Correctly collect logs from php-fpm pools
Closed, ResolvedPublic
Actions

Assigned To

Authored By

	Joe
	Dec 5 2018, 8:59 AM

Description

We decided to go the same way as we went with HHVM, thus relaying the logs to syslog to then deliver wherever desired.

To this aim, we added error_log = syslog and syslog.ident = php7.2-fpm to the configuration, and the corresponding rsyslog rules.

We found out, however, that whatever gets logged from the fpm pools ends up having an identifier of ool $pool_name.

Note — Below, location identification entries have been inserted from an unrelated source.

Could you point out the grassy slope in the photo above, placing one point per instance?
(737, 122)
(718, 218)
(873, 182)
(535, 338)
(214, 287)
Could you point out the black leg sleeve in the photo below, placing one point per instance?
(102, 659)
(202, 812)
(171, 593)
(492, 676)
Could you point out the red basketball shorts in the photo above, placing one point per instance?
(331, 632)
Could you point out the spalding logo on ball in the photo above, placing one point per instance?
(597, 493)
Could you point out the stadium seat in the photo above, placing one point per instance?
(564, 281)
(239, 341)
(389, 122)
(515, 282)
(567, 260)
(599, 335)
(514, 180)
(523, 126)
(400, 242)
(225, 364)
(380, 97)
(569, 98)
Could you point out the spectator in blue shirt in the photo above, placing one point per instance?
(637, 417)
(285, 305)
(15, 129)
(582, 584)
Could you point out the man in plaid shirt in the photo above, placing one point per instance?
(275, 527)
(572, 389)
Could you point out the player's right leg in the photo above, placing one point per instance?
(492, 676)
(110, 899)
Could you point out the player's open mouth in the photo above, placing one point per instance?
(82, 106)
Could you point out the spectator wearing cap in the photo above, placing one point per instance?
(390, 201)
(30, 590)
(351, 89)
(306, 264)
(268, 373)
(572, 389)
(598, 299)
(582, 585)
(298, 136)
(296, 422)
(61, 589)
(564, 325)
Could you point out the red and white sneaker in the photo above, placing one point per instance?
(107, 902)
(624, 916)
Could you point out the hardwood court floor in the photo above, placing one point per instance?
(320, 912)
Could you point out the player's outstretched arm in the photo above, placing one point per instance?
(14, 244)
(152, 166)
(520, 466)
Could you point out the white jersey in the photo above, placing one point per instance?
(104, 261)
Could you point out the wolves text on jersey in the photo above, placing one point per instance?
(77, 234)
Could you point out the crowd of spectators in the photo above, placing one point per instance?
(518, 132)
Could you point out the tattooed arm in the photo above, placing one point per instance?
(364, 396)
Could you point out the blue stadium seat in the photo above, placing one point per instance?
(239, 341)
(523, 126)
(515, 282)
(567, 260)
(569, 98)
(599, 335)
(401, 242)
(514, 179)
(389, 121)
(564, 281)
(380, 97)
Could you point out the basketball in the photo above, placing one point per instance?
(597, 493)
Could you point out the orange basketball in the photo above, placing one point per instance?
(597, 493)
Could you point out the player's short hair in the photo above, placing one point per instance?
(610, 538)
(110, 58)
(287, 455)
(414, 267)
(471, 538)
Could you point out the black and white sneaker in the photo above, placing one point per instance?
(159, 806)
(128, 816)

This is an unfortunate bug that has been reported multiple times. As a consequence, the broken programname containing a space is invalid as far as the syslog format is concerned, and rsyslog correctly refuses to parse it. So the programname is always "ool" as far as rsyslog is concerned

There are several ways to fix this, but none is exactly attactive:

Just add rules to catch "ool" as a programname. The log line will still be badly broken, and will be badly parsed once imported in logstash[1]. Also, we will have to repeat all the processing rules twice.
Add an openlog() function in the auto_prepend_file. That would set the correct ident for all requests. We might need to closelog() too, though.
Add catch_workers_output = yes to the pool configuration, with some clever setting of error_log to send errors to stderr might do what we want (let journald collect the log lines from stderr, mark them with the correct programname (the unit name), and relay them to syslog. Sadly, catch_workers_output is known to cause a severe performance degradation at high concurrency, so it's not an option.
Patch php-fpm so that when it sets the programname in syslog it does something sensible like setting it to php-pool-$pool_name
Configure php-fpm to send the logs to a specialized syslog facility and filter for it. This will reduce duplication of rules but still possibly have the broken parsing issue.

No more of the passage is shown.